Apple does have its own ad network, but a big chunk of its revenue comes from two primary sources: hardware sales and software subscriptions. Apple has raked in heaps of cash by selling you expensive iPhones and Macs, with each storage tier costing a fortune. Its services and tools require a one-time fee or a recurring subscription, with no promoted content riddling the interface even on the free tier — and that’s the important bit.

Nearly every Apple Intelligence feature is bundled with its devices, thanks to the high upfront hardware prices. Even the tasks that require cloud processing remain completely free, though, as announced during WWDC 2026. Some compute-heavy tasks, like image generation, have usage limits that you can increase with an iCloud+ subscription. Nowhere did Apple say that it would support its free AI offering by plastering ads all over Siri responses. Apple doesn’t even have the incentive to do so, because it would undermine its entire product positioning and risk losing the trust people already place in it.

You and your data should not be the product.

That’s exactly how it should be — you and your data should not be the product.
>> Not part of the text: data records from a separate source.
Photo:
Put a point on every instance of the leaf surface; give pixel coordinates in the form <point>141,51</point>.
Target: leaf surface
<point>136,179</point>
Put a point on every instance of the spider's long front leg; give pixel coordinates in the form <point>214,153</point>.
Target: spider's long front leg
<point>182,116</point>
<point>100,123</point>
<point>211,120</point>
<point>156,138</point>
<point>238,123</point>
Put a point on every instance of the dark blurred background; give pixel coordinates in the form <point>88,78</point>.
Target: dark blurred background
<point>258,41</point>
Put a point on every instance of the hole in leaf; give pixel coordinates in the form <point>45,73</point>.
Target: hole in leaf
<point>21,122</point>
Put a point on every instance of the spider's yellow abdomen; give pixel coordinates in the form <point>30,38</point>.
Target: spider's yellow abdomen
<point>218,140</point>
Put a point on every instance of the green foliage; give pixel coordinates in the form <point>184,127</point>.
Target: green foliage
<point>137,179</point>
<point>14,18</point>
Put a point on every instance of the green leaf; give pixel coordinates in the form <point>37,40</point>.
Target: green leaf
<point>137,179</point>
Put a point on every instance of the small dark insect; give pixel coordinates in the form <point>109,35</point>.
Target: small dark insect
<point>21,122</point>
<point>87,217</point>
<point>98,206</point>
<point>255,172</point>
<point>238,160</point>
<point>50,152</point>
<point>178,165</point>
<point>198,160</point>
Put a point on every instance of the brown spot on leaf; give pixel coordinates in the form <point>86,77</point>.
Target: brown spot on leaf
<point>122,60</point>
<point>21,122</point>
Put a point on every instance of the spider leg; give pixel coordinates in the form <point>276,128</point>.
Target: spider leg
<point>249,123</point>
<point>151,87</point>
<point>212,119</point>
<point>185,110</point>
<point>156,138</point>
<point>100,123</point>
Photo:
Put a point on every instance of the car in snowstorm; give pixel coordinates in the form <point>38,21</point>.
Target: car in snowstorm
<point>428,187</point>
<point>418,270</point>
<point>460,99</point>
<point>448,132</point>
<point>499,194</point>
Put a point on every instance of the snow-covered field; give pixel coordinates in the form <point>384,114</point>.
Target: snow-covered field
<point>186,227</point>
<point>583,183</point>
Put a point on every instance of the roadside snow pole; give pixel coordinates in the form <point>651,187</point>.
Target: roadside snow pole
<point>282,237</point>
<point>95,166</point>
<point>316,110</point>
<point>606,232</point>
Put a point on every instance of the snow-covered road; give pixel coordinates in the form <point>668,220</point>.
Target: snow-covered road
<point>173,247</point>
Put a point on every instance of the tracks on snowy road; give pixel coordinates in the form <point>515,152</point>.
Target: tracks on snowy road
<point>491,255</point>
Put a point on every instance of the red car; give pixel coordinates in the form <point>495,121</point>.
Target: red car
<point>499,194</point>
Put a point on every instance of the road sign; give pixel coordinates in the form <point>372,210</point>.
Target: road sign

A company charges a premium, either through hardware margins or pricier subscription tiers from the users who can afford it, to subsidize the free users without needing to leverage their personal data to show ads.

In this digital age of turning every available blank space into an ad spot, Apple is employing a more restrained approach by not using the data people trust it with to make more money. As Apple Intelligence catches up to the more advanced AI offerings from Google, OpenAI, and Claude in terms of response quality, its privacy-first stance will stand out in a crowd desperate to monetize your attention.